Now USA Today reports that the Justice Department wants
Internet companies to track and store user information,
like what they're looking at on-line. It's just to
catch child pornographers and terrorists, they assure
us. That's why they need to know where you and I and
my dotty old aunt Ruth are cruising on the information
superhighway. Forgive me if I'm a little cynical, but
if the President says it's hot in Houston, I'm checking
the weather map.

After all, even insiders say inconvenient facts are
doctored when politics are in play, and politics are
always in play. Upon leaving the administration,
former head of Homeland Security Tom Ridge confessed
that, under political pressure, he issued 'Terror
Alerts' on the flimsiest of evidence. For instance, he
raised the orange flag right after the 2004 Democratic
Convention nominated John Kerry. Notice how you haven't
seen any since?

Sure, there was President Bush's claim this February
that the feds foiled a 2002 plot to blow up the U.S.
Bank Tower in downtown Los Angeles. Strangely, nobody
said anything about it at the time. L.A. Mayor Antonio
Villaraigosa said he learned about the alleged plot
watching Bush's speech on TV, which, funny enough, Bush
gave while under fire for his warrantless wiretapping
scheme. Probably just a coincidence.

Funnier still, the guy in charge of domestic spying now
runs the CIA. Break the law, get a promotion.

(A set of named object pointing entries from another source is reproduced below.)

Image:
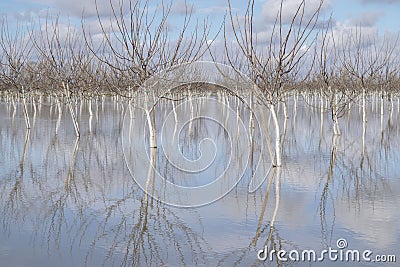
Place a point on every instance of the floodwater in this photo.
(81, 202)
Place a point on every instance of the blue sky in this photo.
(376, 16)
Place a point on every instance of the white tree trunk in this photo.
(71, 109)
(278, 150)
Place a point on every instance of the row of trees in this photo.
(302, 53)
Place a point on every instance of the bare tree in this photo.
(16, 51)
(271, 66)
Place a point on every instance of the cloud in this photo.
(212, 10)
(271, 8)
(367, 19)
(380, 1)
(182, 7)
(76, 8)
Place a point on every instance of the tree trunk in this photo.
(27, 122)
(278, 150)
(71, 110)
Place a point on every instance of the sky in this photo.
(372, 16)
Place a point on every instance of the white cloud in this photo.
(182, 7)
(367, 19)
(271, 8)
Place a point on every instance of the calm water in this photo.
(75, 202)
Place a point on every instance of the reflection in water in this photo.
(71, 201)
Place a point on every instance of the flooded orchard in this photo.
(71, 201)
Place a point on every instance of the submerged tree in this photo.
(15, 65)
(136, 44)
(271, 66)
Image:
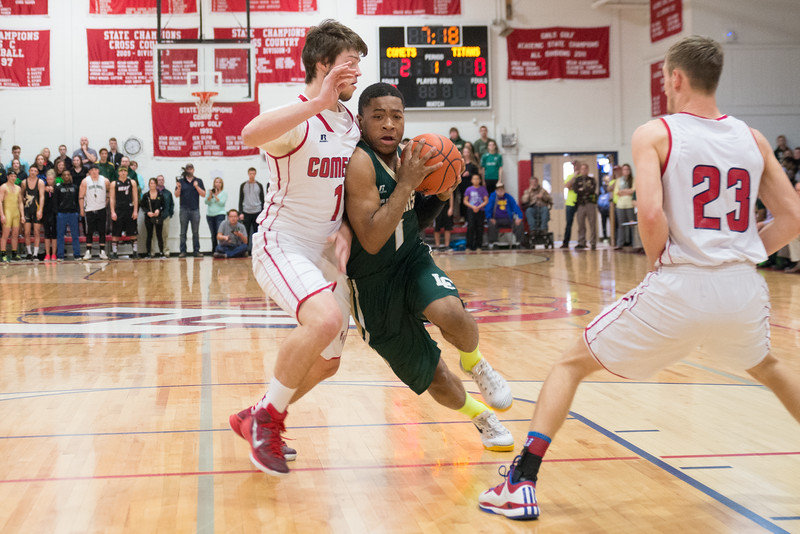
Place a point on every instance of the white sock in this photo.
(278, 395)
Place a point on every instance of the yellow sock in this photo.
(472, 407)
(469, 359)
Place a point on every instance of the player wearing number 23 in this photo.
(395, 284)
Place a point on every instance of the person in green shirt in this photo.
(569, 203)
(481, 146)
(492, 167)
(215, 212)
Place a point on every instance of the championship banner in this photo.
(278, 55)
(181, 130)
(409, 7)
(141, 7)
(658, 98)
(125, 57)
(23, 7)
(24, 58)
(558, 53)
(239, 6)
(666, 18)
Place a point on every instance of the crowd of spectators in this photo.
(98, 193)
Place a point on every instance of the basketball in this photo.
(445, 151)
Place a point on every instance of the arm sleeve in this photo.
(427, 209)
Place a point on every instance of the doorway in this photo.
(552, 169)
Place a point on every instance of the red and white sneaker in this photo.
(242, 422)
(515, 501)
(265, 441)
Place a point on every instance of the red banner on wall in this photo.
(24, 58)
(23, 7)
(666, 18)
(125, 57)
(278, 55)
(141, 7)
(556, 53)
(180, 130)
(409, 7)
(658, 98)
(238, 6)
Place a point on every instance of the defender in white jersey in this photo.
(301, 248)
(698, 175)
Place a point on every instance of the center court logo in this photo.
(163, 319)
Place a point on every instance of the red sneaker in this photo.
(266, 446)
(242, 422)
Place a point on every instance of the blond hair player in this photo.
(299, 253)
(699, 173)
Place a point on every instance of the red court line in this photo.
(301, 469)
(732, 455)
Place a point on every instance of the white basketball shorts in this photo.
(677, 308)
(290, 272)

We found out about this - illegal spying, secret
prisons, the whole shebang - because public servants
with a conscience and respect for the Constitution
leaked it to reporters. The response from Bush's
minions is not to stop committing crimes, but to spy on
leakers and the reporters they're talking to.

Attorney General Alberto Gonzales threatened reporters
who publish leaks with prosecution for espionage. An
FBI source told ABC News investigative reporter Brian
Ross that his and other reporters' phone calls are
being monitored, and Ross says sources are afraid to
speak to him now. These days, you don't have to kill
the messenger - just tap his phone and threaten him with prison.

The Reagan era (circa 1984, aptly) gave us the doctrine
of 'plausible deniability,' which says you can do
anything - say, sell weapons to enemy states to buy back
hostages and fund right-wing death squads - so long as
you're insulated by enough bureaucratic layers that you
can say you didn't know about it.

For Bush, there's no deniability, and nothing he says
is plausible. In fact, he brags about his no-holds-
barred fight against terrorism and its successes (which
you'll just have to trust him on, because it's all
super-secret stuff). In the same breath, he says
'tough luck' to anyone whose freedom is stolen in the
struggle. If you complain too loudly, well, it's
because you hate America.

'The people can always be brought to the bidding of the
leaders. All you have to do is to tell them they are
being attacked, and denounce the pacifists for lack of
patriotism.' Hitler's sidekick Hermann Goering said
that. He knew a thing or two about fascism, jackbooted
thugs, bloodthirsty propaganda and all. That's Orwell's
vision of totalitarianism, about 60 years out of date.

Today's thought police wear wingtips and propagandize
with bland reassurances and contradictory denials: 'We
didn't do anything, and we only did it to protect you.'

If 1984 were written today, Big Brother would be
laughed off as the work of an unimaginative hack.